The Pentagon has approved a major expansion of its cybersecurity force over the next several years, more than quadrupling its size to bolster the nation’s ability to defend critical computer systems and conduct offensive computer operations against foreign adversaries, according to US officials.
The move, requested by the head of the Defence Department’s Cyber Command, is part of an effort to build an organisation that until now has focused largely on defensive measures into the equivalent of an Internet-era fighting force. The command, made up of about 900 personnel, will expand to include 4900 troops and civilians.

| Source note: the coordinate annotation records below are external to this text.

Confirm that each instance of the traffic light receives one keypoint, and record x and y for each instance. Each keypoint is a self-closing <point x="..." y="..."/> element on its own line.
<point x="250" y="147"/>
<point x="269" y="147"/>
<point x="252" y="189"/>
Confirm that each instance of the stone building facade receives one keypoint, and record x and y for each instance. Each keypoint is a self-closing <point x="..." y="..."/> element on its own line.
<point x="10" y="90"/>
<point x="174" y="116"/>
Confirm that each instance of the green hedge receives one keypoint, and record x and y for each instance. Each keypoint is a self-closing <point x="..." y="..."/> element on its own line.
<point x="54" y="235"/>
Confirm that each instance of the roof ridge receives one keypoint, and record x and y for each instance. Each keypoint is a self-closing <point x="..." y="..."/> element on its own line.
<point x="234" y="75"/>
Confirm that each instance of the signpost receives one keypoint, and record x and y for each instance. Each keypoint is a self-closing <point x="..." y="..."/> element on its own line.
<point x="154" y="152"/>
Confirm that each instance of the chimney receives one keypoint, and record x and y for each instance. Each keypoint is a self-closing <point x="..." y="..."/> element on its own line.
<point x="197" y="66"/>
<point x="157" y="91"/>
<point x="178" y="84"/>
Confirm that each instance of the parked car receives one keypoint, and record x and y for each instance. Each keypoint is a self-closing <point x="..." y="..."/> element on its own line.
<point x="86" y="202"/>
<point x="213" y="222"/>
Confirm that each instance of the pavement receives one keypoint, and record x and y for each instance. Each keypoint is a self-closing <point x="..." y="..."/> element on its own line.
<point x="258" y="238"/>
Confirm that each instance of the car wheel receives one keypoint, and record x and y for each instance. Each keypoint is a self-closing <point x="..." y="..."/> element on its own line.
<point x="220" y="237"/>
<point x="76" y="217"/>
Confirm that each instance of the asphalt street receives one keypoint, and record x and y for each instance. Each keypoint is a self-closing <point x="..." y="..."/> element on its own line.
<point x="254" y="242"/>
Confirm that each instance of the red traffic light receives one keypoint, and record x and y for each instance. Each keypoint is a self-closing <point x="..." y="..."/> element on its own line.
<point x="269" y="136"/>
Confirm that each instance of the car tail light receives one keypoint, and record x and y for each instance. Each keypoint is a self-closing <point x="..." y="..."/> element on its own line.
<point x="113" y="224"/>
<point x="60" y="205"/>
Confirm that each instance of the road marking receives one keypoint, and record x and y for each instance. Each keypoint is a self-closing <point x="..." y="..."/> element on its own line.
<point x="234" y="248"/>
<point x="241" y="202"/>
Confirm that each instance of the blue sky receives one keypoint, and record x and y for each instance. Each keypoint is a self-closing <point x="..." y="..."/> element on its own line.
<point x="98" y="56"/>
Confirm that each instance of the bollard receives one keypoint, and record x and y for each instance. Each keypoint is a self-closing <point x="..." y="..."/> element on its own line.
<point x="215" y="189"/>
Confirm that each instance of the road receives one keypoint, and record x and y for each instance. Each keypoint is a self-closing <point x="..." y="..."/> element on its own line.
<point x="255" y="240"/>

Details of the plan have not been finalised, but the decision to expand the Cyber Command was made by senior Pentagon officials late last year in recognition of a growing threat in cyberspace, said officials, who spoke on the condition of anonymity because the expansion has not been formally announced. The gravity of that threat, they said, has been highlighted by a string of sabotage attacks, including one in which a virus was used to wipe data from more than 30,000 computers at a Saudi Arabian state oil company last summer.
The plan calls for the creation of three types of forces under the Cyber Command: “national mission forces” to protect computer systems that undergird electrical grids, power plants and other infrastructure deemed critical to national and economic security; “combat mission forces” to help commanders abroad plan and execute attacks or other offensive operations, and “cyber protection forces” to harden the Defense Department’s networks.